Virginia Prescott: [00:14:00] So you said this is a departure... In the past has been the federal government more paying for the roads?
Shailen Bhatt: [00:14:07] Yes so typically you would expect that on a major interstate project or a major system project with national significance. The federal government would partner with you at 80 percent of that project costs and state locals would come up with 20 percent. And now what they're saying is that we want to drive down that federal number because we want to drive up the state and local piece. And I think part of it is political reality and part of it is also ideology around who should be responsible.
Virginia Prescott: [00:14:39] Trump is proposing that the federal government pay about 20 percent of the costs and then local and state governments pay about 80 percent.
Shailen Bhatt: [00:14:46] I don't know if it's I don't think it's flipping from 80 20 to 20 80 but it is certainly driving that number much closer to that.
Virginia Prescott: [00:14:54] Well the Department of Transportation's Office of Road inquiry really in historical terms has not been around that long. Now there are a number of agencies regulating transportation. Do you think that added complexity has helped.
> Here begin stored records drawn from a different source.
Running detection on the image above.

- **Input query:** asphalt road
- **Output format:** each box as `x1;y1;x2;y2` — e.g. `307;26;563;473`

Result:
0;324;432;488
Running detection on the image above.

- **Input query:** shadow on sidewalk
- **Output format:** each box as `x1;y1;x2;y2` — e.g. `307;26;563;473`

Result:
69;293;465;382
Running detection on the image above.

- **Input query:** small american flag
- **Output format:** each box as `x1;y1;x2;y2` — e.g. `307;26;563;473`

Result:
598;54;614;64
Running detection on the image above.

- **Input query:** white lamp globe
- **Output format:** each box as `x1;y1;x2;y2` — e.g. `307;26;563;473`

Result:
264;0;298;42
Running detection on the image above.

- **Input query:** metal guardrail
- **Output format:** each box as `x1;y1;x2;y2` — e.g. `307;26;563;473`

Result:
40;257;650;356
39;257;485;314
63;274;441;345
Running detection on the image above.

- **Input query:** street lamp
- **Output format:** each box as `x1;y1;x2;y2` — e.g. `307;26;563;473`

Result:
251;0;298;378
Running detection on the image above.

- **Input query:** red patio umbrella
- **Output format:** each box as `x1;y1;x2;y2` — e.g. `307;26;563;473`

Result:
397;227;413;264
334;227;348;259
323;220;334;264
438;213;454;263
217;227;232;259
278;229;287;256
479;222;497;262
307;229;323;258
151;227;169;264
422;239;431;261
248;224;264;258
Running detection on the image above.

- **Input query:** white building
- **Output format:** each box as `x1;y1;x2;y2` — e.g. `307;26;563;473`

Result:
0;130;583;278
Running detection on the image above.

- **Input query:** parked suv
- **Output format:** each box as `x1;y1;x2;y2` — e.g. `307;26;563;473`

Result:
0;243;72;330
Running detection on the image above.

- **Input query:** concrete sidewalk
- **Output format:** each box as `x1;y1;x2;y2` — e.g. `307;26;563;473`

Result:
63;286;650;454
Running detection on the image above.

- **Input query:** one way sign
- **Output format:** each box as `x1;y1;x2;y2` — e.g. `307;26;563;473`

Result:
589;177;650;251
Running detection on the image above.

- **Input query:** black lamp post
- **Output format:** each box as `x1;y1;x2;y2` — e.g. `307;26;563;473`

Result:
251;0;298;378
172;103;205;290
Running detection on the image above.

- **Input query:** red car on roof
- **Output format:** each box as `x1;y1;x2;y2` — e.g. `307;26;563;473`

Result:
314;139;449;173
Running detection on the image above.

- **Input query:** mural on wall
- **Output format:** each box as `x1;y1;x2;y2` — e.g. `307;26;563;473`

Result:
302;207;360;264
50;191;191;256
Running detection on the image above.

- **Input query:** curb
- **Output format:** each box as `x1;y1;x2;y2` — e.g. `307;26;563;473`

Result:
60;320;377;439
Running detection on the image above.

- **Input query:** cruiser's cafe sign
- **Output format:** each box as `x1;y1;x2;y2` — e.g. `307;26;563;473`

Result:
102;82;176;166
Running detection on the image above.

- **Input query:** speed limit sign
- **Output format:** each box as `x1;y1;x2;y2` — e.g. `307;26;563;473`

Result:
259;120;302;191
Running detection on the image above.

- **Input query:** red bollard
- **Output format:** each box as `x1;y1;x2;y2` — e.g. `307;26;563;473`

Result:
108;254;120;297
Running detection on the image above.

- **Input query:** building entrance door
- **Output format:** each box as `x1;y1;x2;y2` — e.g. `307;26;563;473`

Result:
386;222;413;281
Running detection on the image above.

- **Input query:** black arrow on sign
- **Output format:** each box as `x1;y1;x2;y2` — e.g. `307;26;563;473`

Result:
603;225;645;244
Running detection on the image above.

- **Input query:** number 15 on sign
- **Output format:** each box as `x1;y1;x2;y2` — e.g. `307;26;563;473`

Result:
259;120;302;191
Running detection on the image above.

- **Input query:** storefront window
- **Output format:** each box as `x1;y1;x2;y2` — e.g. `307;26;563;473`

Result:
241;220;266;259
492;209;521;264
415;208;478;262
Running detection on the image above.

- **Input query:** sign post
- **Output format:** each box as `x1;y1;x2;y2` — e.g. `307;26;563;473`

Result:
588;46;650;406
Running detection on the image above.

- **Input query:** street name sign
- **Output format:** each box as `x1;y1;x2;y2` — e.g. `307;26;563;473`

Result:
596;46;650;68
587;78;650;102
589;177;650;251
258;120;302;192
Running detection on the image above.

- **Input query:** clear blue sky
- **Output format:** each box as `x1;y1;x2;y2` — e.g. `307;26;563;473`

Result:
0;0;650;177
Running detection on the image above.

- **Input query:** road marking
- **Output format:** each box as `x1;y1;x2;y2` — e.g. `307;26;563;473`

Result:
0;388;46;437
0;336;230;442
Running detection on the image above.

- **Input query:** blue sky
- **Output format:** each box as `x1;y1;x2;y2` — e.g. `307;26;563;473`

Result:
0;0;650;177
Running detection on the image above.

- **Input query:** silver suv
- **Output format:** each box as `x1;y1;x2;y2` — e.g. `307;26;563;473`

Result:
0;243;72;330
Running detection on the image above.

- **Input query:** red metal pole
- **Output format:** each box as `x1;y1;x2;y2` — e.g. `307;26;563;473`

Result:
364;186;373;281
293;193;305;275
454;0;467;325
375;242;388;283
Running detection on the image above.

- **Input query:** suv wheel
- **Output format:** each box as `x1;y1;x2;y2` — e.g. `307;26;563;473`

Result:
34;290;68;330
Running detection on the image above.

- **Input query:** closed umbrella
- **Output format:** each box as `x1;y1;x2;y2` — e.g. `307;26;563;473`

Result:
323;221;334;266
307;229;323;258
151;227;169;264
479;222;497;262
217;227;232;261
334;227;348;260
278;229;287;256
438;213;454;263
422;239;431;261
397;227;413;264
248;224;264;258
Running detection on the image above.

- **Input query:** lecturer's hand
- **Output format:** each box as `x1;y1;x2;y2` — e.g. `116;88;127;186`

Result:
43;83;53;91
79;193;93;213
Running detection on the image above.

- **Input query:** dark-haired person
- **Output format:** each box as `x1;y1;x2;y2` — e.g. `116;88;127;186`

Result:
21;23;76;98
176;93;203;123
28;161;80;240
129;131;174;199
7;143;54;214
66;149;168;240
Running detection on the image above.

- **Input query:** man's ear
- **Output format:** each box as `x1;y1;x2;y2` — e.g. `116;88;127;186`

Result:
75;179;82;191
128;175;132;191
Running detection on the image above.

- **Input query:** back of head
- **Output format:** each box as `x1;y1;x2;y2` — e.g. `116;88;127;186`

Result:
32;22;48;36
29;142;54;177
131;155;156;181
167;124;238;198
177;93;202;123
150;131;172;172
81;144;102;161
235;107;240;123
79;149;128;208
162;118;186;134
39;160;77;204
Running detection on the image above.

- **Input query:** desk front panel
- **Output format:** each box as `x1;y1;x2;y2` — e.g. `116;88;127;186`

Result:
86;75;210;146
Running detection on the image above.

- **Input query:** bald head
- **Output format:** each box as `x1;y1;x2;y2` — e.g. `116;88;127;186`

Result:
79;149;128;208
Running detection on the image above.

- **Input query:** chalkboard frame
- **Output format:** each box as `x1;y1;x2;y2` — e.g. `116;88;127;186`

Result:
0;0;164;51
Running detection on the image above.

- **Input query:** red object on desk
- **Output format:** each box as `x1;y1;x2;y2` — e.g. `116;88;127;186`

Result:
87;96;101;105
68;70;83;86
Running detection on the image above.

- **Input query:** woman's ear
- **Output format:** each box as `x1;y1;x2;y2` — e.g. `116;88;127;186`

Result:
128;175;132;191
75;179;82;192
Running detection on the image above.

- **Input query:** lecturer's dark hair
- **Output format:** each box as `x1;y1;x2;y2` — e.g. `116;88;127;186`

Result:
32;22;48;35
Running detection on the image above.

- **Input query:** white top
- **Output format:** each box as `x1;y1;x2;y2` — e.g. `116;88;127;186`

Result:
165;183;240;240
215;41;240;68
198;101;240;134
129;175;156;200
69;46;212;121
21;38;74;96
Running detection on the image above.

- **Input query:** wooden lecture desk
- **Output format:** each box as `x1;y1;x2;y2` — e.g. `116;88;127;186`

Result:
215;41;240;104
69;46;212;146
Can we feel more safe on the road and feeling that they are being watched in a careful way?
Shailen Bhatt: [00:15:14] Yeah I think it's it's important that we we again have a we always have the appropriate perspective. Nobody likes regulation. Everybody. You know I tell you in my in my time as a leader in transportation areas you just got to cut regulation, cut regulation and unleash the private sector to to do all the great things they do, and then you see some of the tragedies that we've had recently whether it's the bridge in Florida, or the you know issue in in Arizona, and then there's as rush to the other side well why wasn't this being regulated. And so I think what we need to be is thoughtful around the idea that overregulation can stifle innovation and is inefficient. But we also need to appreciate that many of the hardworking public servants that are regulators, We do want them making sure that safety is the number one priority because while a profit is a great thing for folks who want to achieve, public safety can never take a backseat to that. And that's why I believe that it's a healthy balance that's needed not an extreme one way or the other.
Virginia Prescott: [00:16:24] Well there was one time Shailen, where roads were necessary to get you know telephone poles and electricity out to customers in rural areas or just to connect them to the grid. Now we have some alternatives. For example we have cell phones. You don't really need telephone poles. We have drones that could possibly deliver goods to people in far flung areas. So could the argument me made that our road infrastructure like a lot of things that we used to depend upon, may not be as necessary as it once was?
Shailen Bhatt: [00:16:56] I would say that in some parts of the country we are absolutely at Peak Road meaning that you know to get more throughput on our roadways you're not going to be Widing them because technology is going to let us move more vehicles so for example right now we use 2000 vehicles per lane, per hour, is what an interstate will likely move... Well, with connected vehicles that are coming along we can shorten the distance between vehicles and we can maybe get 4000 vehicles per lane, per hour, through those same lanes. So I agree that you know when we say we need to invest in infrastructure. I don't know that we need mass widening of roadways out there but we do need to make an investment.